Oxford is not a college town ”” it is the college town. Its namesake university’s 38 colleges are so steeped in scholarly history they make Harvard and Yale seem like baby-faced freshmen. To wit: Oxford’s New College was last considered “new” in the 14th century. (Even the obsolete term “New World” is newer.) Students here get into the act, many dressing in tweed coats, sometimes even with elbow patches, and ordering pints of cask ale at pubs that have been in business for nearly four-fifths of a millennium. But Oxford has a modern side, too: night spots blare house and electronic music; restaurants serve modern takes on local food and exotic ethnic cuisine; and comfortable boutique hotels and bed-and- breakfasts beat medieval lodging houses for comfort any day. (Just don’t ask for a place to hitch your horse.)
You realise, dear Blogmeister Kendall (D. Phil, Oxon) that this is going to bring out all your Brit readers with their recommendations. And herewith mine:
1) Eatery not mentioned: the Nosebag, St Michael’s St just off Cornmarket, delicious chunky foods and cakes, crowded bankette seats.
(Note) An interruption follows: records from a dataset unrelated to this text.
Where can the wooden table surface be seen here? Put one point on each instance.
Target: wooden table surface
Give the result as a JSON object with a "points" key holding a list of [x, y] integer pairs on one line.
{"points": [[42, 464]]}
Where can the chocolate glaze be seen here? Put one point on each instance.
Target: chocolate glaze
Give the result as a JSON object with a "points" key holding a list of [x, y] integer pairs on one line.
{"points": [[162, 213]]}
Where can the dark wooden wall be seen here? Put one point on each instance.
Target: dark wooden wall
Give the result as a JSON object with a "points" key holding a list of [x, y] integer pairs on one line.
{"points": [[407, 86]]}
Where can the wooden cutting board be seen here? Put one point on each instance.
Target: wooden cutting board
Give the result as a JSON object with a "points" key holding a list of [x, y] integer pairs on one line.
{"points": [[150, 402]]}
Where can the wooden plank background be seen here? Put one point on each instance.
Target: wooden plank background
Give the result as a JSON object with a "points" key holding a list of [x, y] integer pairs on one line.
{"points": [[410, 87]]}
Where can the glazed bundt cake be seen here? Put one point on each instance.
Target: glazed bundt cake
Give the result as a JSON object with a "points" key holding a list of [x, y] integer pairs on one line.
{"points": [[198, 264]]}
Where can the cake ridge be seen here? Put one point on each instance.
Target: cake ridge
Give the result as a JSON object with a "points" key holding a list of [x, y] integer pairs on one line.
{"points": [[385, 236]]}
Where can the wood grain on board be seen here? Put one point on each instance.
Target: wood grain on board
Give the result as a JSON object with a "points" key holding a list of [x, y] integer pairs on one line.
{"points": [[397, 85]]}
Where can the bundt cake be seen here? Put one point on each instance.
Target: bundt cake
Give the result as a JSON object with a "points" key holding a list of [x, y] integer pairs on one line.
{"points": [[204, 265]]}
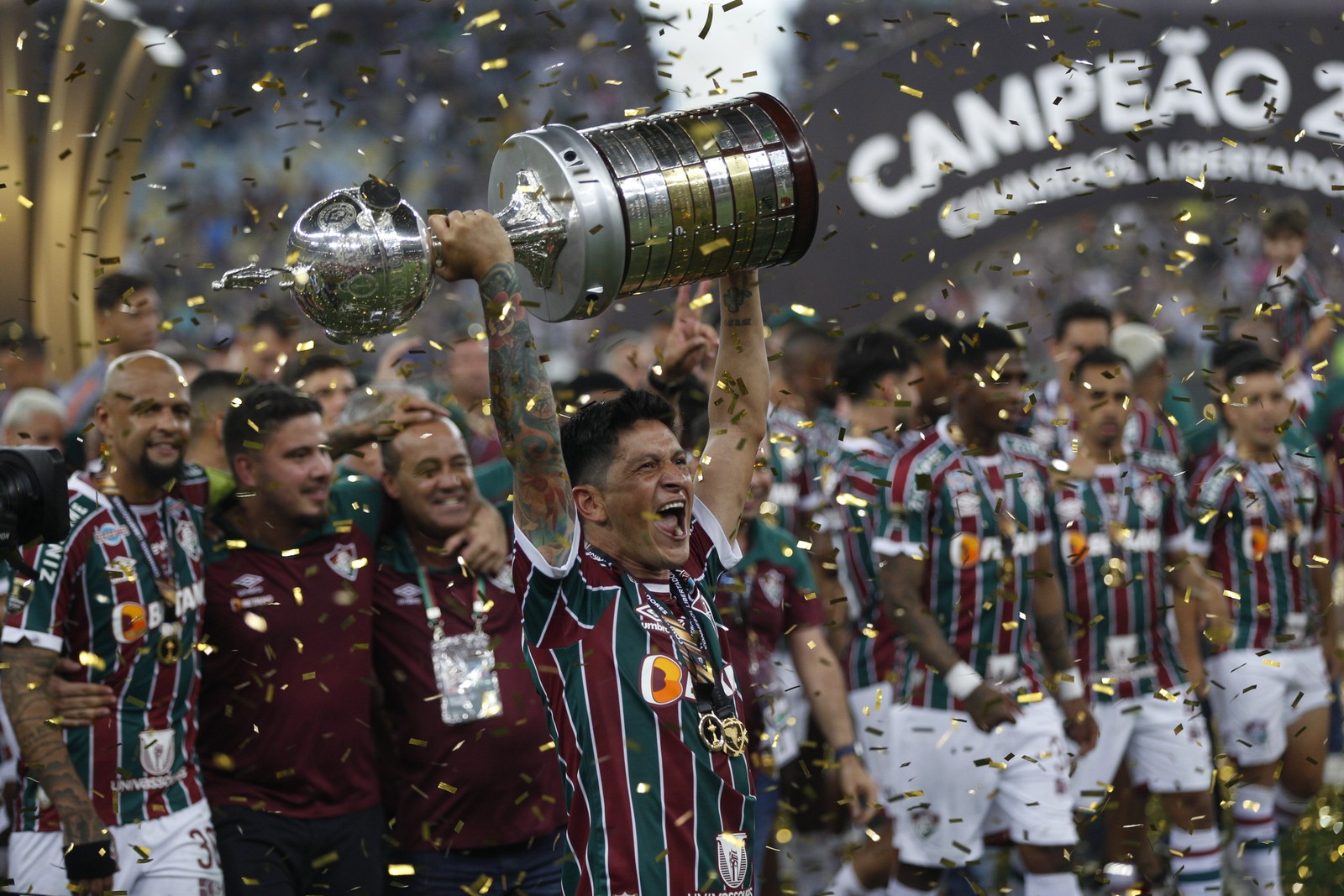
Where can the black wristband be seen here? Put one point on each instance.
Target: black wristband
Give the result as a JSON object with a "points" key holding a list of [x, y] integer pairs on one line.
{"points": [[91, 862]]}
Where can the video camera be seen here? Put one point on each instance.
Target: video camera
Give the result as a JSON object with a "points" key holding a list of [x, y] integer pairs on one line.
{"points": [[34, 501]]}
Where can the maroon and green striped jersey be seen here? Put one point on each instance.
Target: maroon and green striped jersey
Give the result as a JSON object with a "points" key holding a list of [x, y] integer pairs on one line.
{"points": [[96, 598], [1294, 301], [764, 600], [476, 785], [799, 452], [288, 687], [855, 515], [651, 809], [1258, 526], [1116, 532], [949, 510]]}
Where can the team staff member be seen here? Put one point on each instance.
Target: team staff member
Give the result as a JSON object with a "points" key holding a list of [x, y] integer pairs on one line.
{"points": [[969, 573], [286, 696], [1120, 537], [501, 813], [124, 593], [618, 620], [1258, 519]]}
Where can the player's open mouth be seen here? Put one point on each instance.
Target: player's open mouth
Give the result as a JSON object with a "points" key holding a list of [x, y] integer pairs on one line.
{"points": [[671, 519]]}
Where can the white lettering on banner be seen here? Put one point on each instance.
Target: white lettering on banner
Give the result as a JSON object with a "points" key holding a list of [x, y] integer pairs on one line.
{"points": [[1247, 90]]}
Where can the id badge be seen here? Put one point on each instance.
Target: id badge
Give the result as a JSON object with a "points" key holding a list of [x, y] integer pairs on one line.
{"points": [[1003, 668], [464, 667], [1121, 651]]}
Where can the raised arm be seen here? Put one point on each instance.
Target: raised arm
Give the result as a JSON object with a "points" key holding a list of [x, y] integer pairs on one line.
{"points": [[739, 399], [522, 405]]}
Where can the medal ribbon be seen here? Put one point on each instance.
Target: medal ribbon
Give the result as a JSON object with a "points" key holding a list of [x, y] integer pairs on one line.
{"points": [[1290, 520]]}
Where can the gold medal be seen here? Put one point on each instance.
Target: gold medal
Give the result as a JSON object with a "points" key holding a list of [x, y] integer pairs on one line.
{"points": [[711, 732], [170, 649], [734, 736], [168, 590]]}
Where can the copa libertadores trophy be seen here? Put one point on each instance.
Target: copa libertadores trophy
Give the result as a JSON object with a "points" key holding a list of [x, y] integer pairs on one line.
{"points": [[593, 215]]}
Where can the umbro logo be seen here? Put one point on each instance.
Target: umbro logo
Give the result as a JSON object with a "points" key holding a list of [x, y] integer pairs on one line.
{"points": [[249, 584]]}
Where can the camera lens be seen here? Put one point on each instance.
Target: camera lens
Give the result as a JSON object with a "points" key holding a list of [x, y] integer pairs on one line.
{"points": [[33, 496]]}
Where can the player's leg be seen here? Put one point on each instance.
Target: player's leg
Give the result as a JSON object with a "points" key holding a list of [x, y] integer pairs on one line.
{"points": [[942, 826], [183, 856], [1249, 700], [1308, 735], [35, 862], [1171, 755], [1037, 799], [261, 855], [346, 855], [870, 866]]}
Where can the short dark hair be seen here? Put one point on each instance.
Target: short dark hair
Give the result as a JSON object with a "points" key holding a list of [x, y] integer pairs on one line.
{"points": [[1247, 364], [1079, 311], [866, 358], [114, 289], [927, 331], [266, 407], [309, 363], [976, 343], [1287, 219], [589, 437], [586, 383], [1226, 352], [1100, 356]]}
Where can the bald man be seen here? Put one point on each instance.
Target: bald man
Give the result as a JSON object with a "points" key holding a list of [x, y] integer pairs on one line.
{"points": [[118, 805]]}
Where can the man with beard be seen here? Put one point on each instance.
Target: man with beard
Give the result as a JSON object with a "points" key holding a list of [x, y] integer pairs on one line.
{"points": [[501, 817], [124, 594], [622, 633], [286, 728]]}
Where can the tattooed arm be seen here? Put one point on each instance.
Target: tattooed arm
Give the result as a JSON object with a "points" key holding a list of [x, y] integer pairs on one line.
{"points": [[522, 405], [24, 688], [739, 399]]}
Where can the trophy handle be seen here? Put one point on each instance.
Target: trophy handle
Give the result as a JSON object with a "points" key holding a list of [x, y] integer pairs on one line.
{"points": [[534, 226]]}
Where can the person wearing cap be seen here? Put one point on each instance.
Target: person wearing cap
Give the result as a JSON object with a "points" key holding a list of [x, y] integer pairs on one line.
{"points": [[1155, 422]]}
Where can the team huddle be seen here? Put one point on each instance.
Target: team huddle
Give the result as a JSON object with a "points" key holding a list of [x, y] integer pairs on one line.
{"points": [[1019, 602]]}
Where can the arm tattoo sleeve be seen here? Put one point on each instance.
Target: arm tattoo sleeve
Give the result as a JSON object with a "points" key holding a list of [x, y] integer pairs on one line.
{"points": [[523, 410], [24, 688]]}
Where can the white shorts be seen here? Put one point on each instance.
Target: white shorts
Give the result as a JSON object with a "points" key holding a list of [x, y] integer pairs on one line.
{"points": [[1164, 743], [1257, 699], [871, 710], [170, 856], [953, 774]]}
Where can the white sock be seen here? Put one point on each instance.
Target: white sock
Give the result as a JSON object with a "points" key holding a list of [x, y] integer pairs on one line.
{"points": [[1288, 809], [1196, 862], [1120, 878], [1257, 836], [1063, 884], [846, 883], [897, 888]]}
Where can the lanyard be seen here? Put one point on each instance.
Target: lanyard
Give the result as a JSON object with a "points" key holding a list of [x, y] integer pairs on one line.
{"points": [[434, 616], [1117, 521], [131, 519], [709, 696], [1289, 520]]}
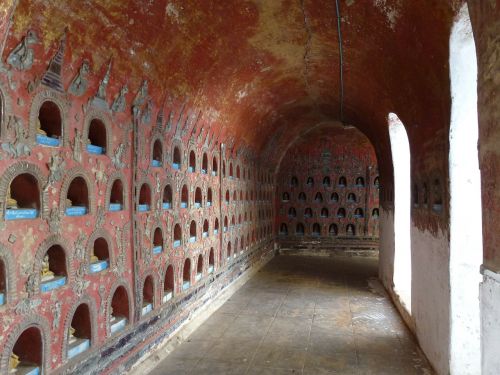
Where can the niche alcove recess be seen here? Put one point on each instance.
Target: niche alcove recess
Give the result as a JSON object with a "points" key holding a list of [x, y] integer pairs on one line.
{"points": [[342, 160]]}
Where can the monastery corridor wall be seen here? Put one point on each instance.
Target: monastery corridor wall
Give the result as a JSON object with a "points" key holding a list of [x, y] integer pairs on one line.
{"points": [[121, 213]]}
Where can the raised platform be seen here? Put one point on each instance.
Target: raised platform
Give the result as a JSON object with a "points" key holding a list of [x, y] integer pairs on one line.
{"points": [[56, 282], [20, 213], [328, 246], [47, 141], [113, 207], [99, 266], [76, 211], [78, 347], [119, 324]]}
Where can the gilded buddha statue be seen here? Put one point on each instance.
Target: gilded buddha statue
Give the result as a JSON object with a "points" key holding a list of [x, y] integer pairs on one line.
{"points": [[11, 202], [46, 273], [13, 361]]}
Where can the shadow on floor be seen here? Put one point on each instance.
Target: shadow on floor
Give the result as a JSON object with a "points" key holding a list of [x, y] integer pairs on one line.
{"points": [[303, 315]]}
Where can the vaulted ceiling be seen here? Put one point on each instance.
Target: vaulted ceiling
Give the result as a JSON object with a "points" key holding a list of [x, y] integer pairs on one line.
{"points": [[265, 71]]}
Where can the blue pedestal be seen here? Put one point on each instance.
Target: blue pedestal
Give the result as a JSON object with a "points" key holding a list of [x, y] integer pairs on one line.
{"points": [[21, 213], [119, 324], [78, 347], [76, 211], [47, 141], [167, 296], [146, 308], [99, 266], [113, 207], [143, 207], [156, 163], [56, 282], [97, 150], [27, 369]]}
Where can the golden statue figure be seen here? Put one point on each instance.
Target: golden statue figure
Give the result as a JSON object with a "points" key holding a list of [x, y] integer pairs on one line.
{"points": [[47, 274], [13, 361], [39, 129], [71, 335], [11, 202]]}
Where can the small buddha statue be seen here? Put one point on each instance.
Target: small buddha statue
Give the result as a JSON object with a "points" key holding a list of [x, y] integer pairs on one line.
{"points": [[93, 258], [71, 335], [11, 202], [47, 274], [13, 361], [39, 129]]}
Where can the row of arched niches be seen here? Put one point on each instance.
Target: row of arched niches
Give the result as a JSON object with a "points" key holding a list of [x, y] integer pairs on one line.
{"points": [[344, 204], [73, 277]]}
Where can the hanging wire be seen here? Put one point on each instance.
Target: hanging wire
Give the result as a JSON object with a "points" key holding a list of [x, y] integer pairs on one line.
{"points": [[341, 63]]}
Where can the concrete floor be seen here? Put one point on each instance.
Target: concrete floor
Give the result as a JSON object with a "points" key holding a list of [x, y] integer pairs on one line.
{"points": [[303, 315]]}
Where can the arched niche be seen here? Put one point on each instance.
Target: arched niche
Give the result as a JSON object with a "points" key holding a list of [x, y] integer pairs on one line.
{"points": [[206, 229], [215, 166], [80, 328], [99, 251], [192, 162], [176, 158], [24, 183], [186, 274], [77, 187], [157, 153], [167, 197], [119, 308], [145, 201], [209, 197], [148, 295], [198, 198], [157, 240], [8, 277], [27, 346], [192, 231], [199, 268], [168, 284], [216, 226], [177, 235], [204, 164], [117, 193], [184, 202]]}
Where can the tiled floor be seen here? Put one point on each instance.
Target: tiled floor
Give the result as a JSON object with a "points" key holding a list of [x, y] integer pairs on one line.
{"points": [[303, 315]]}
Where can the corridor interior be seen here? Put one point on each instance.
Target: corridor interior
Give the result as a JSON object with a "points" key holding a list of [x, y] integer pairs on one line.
{"points": [[338, 160], [300, 315]]}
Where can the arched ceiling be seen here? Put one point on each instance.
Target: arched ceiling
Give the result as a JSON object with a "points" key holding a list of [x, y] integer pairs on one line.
{"points": [[265, 70]]}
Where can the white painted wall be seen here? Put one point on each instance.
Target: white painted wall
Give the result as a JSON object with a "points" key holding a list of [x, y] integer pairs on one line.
{"points": [[400, 148], [431, 295], [466, 245]]}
Utterly unchanged except for quality and value for money, ever since the time I first ventured up the steep flight of steps leading there in 1972.
2) OK this is a Christian site. Some churches: you Anglo-Catholics of nostalgic ilk will love St Mary Magdalene on in island in the middle of St Giles, opposite Debenhams. Even on a ferial weekday you will find the smell of sweet incense haunting the air. Unusual statue in wood of infant Jesus laughing with joy, in the arms of Mary, carved by Anglican nun (Community of St Clare, Freeland, just outside Oxford). Evangelicals seeking lively worship and sermons that inform keen minds will repair to St Aldates. Roman Catholics who want to combine tradition with modernity, faithfulness to magisterium with the ability to answer today’s questions will go to the Dominican chapel at Blackfriars. Sternly conservative RCs will go to the Oratory. (I apologise for not knowing the Protestant churches. Perhaps other readers will chime in.)
3) Unless I missed something, the article omits the Covered Market. How can they! Great fun. Atmospheric. Everything for sale. And students know that the cafe in the market gives huge mugs of tea and sustaining slabs of cake for very reasonable prices. You will find the main entrance to the Covered Market on the High St near the Turl.
4) Forget Christ Church. It irritates me beyond measure that – something not noted in the article – its chapel is also the Oxford diocesan cathedral and you have to pay to see it. It is amazing that the main entrance to college and chapel and thus to cathedral is open only to university members. Others have to pay. So: go instead to Magdalen. Brooding cloisters. Chapel with memorial to among many others German members of the college who fell in the war. And then walk in its parkland and admire the deer. You pay for this college too but the charming porters if you don’t look decrepit will charge you the student fee. They did for me!
Eh…I’m a Cambridge man myself.
Now, if you were a Manchester United supporter, that would be really sad.
I never got into European style football. Rugby was tolerable. Cricket I liked.